Last Updated on 22nd August 2017 by Sophie Nadeau
The allure of the Cornish coastline has long drawn visitors from far and wide. And the small, yet quaint, little villages of Rock and Porthilly are no exception. Located near the iconic beach of Polzeath, these little seaside villages are full of cobbled lanes, ancient churches, and quirky eateries. Here’s a quick guide to Rock and Porthilly…
The North Cornish fishing village of Rock is located a small way down the coastline from the iconic beach of Penzance. Popular with surfers, walkers, and holidaymakers alike, there is nothing quite as refreshing as soaking up the salty sea air and enjoying a stroll along the azure blue sea. Although the nearby beaches are all sandy, Rock is apparently named after a nearby quarry.
Situated just across the Camel estuary from the famous town of Padstow (there’s a nearby ferry that can take you straight there), the village of Rock is populated with shops, art galleries, and independent restaurants.
Rock Address Book:
As a result of being a tourist hotspot (particularly for Londoners), there’s no shortage of eateries and chic restaurants in Rock. Here’s your guide to the very best places you must visit and eat at in Rock:
The Rock Inn: Complete with an outdoor terrace where you can enjoy drinks, snacks and cooked food in the summer (or other months if you’re brave enough), Rock Inn is the perfect place to relax with friends and watch the waves rolling in.
Porthilly Gallery: Located on the road between Rock and the nearby hamlet of Porthilly, you’ll find the charming studio and gallery of Porthilly Gallery. All paintings are by local Artist Jethro Jackson, and you can often see him at work in the gallery.
Rock Beach: Overlooking Daymer Bay, you’ll find Rock Beach. Golden sand, small waves and a sheltered spot from the sea mean that this beach is the perfect spot to sunbathe, enjoy a picnic, or simply to relax.
Rock Sailing and Waterski Club: The sheltered nature of Daymer Bay and its surrounds mean that sailing and other water sports are popular in the area. Many visitors head to Rock specifically for the purpose of water sports and the Rock Club is a great place to start.
From coastal walks to paddling in the sea, Daymer Bay is the place to be. Just a short five-minute walk from the village of Rock, you’ll approach the golden sand and gentle waves that make Daymer Bay a paradise for beach lovers. There are fewer waves here than in nearby Polzeath, which explains why the beach is less touristic (and as a result, you’ll have much more space to yourself).
St Enodoc’s Church
No guide to Rock and its surrounds would be compelte without mentioning the small church of St Enodoc. Overlooking the entirety of Daymer Bay, the St Enodoc Golf Club has been listed as #99 in the world by ‘Golf Digest’. It also consistently ranks in the top golf clubs in the UK to play at in various other magazines. But for those of us who prefer history to playing golf, there’s something of much interest in the very heart of the 18 hole course. For it is here, among putting greens and little flags that you’ll find a church dedicated to St Enodoc.

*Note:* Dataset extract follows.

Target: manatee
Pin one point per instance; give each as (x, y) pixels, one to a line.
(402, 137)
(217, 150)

Once upon a time, the sand dunes surrounding St Enodoc’s moved on a whim. They were not held in place by the position of the golf course as they are today but instead moved with the elements and seasons. The church proved difficult to maintain and was left abandoned and covered by sand for decades.
It wasn’t until the late 1800s that the church was uncovered and restored once more. Today, St Enodoc’s is a popular wedding venue and is a great example of Cornish architecture at its finest. The iconic British poet John Betjeman (former poet laureate) is buried in the church’s graveyard, overlooking the sea below.
Just a little down the road from Rock, you’ll find the quaint little hamlet of Porthilly. Though Porthilly comprises of little more than a church, shop and a few houses, the quaint hamlet is well worth a visit… If only to check out the scores of hydrangea bushes lining the houses and the ancient church quite literally on the fringes of the water.
The well-worn paths of Porthilly have been trekked for centuries, and there’s nothing more satisfying than walking on the flattened stones that people have been walking along for centuries. Of particular note is the path leading to the St Michael’s Church.
Just a quick note on the locations. With all this being said, the popular nature of Rock and Porthilly among London visitors means that Rock prices can be much higher than other Cornish towns and villages. If you’re looking for somewhere just as charming, but a little less expensive, then you’ll find the largely unspoilt fishing village of Port Isaac a little down the coastline. Although I loved my visit to Rock, Port Isaac remains my all time favourite Cornish Village!